1. Halting biodiversity loss, a major environmental challenge, relies on the understanding of species richness patterns. The assessment of species richness is often hampered by limited taxonomic knowledge and the general dearth of trained systematists. Research has shown that we can predict the number of species in a community by the number of higher order taxonomic units present. Here, we test whether we need to know all the genera, families or orders in order to do so. Further, the number of common species in a region is a good predictor of total richness and we test if this predictability translates to using higher taxa.
2. We used data from 240 sites from the Natura 2000 network of protected areas in Greece, including 5148 plant species and subspecies, which are grouped in 1113 genera 174 families and 56 orders. We correlated species richness with the number of common genera, families or orders present. The analysis was repeated using the number of the most speciose higher orders instead of the most common.
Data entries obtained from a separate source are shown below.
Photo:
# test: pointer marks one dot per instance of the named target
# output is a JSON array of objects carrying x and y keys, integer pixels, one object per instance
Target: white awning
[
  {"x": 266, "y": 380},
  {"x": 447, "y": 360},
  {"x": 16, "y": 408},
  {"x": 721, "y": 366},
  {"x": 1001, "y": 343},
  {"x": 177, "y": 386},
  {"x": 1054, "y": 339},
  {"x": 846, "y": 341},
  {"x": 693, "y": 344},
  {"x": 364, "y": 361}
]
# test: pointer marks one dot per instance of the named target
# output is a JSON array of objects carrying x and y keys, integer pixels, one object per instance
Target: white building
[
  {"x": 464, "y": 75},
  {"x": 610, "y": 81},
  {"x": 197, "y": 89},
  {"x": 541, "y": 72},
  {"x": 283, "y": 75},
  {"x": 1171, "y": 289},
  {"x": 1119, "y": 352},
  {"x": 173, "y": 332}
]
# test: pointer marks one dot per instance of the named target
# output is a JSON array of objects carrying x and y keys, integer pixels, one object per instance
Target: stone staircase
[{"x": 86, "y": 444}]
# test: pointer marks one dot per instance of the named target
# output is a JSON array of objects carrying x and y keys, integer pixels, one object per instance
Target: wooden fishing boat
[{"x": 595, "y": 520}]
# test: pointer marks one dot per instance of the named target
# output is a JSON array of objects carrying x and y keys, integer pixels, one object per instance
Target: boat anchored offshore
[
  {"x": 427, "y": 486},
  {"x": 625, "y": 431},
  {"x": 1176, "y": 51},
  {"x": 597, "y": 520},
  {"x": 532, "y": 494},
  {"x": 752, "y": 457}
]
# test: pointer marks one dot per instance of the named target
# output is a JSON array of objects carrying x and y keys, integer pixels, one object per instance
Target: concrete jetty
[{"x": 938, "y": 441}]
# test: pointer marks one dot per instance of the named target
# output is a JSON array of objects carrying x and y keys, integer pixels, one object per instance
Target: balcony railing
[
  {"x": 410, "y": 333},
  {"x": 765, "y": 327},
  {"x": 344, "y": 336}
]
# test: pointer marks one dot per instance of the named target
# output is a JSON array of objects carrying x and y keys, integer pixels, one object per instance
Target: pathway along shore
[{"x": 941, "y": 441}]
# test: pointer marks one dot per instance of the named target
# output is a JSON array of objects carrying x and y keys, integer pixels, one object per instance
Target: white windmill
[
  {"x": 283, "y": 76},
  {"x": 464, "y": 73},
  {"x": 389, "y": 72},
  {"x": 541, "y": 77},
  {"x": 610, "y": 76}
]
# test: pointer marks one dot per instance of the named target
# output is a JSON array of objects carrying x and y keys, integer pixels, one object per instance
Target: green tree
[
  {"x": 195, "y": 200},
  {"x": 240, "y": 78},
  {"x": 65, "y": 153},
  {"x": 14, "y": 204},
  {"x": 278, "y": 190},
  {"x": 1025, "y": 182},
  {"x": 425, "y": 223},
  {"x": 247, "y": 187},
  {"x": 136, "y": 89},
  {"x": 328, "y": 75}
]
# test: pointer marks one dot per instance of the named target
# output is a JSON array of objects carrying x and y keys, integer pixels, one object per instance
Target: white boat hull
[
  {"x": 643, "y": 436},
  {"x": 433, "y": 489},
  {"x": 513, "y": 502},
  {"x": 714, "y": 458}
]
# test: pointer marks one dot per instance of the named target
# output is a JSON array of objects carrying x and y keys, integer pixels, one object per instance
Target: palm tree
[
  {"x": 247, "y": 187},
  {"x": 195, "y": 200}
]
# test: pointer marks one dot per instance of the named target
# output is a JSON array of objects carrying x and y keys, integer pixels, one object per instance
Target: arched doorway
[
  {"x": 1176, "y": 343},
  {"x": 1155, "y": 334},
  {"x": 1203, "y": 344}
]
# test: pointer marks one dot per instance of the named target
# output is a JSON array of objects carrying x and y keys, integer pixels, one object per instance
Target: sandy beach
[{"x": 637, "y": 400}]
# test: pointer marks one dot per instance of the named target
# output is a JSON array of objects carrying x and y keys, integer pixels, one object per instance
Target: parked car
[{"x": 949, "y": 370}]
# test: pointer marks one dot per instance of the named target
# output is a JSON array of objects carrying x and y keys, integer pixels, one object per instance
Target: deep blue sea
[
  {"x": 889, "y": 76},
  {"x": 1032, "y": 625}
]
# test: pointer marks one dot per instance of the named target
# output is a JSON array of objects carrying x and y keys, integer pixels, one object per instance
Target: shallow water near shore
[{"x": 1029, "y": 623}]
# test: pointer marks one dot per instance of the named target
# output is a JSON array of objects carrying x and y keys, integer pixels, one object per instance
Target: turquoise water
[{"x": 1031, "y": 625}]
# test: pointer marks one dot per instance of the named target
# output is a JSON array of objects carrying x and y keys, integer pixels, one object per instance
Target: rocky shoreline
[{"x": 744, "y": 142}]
3. We found that we do not need to know all higher order taxa present, in order to predict species richness. If we know how many out of the 30 most common orders are present, we can reliably predict the number of species. Similar results were obtained if we know how many of the 60 most common families or 200 most common genera are present.
4. Equally good results were obtained using the same numbers of the most speciose higher orders.
5. Synthesis and applications. Our analysis demonstrates that species richness can be predicted from the number of common or more speciose genera, families and orders present. These predictions hold without complete sampling of these higher taxa. The implication is that we need only limited systematic knowledge, resources and effort in order to predict species richness. Assuming these findings hold in other taxonomic groups and in other regions, we argue that the uncertainty introduced by limited knowledge of the systematics of less studied taxa should not be used as an excuse to avoid making conservation decisions.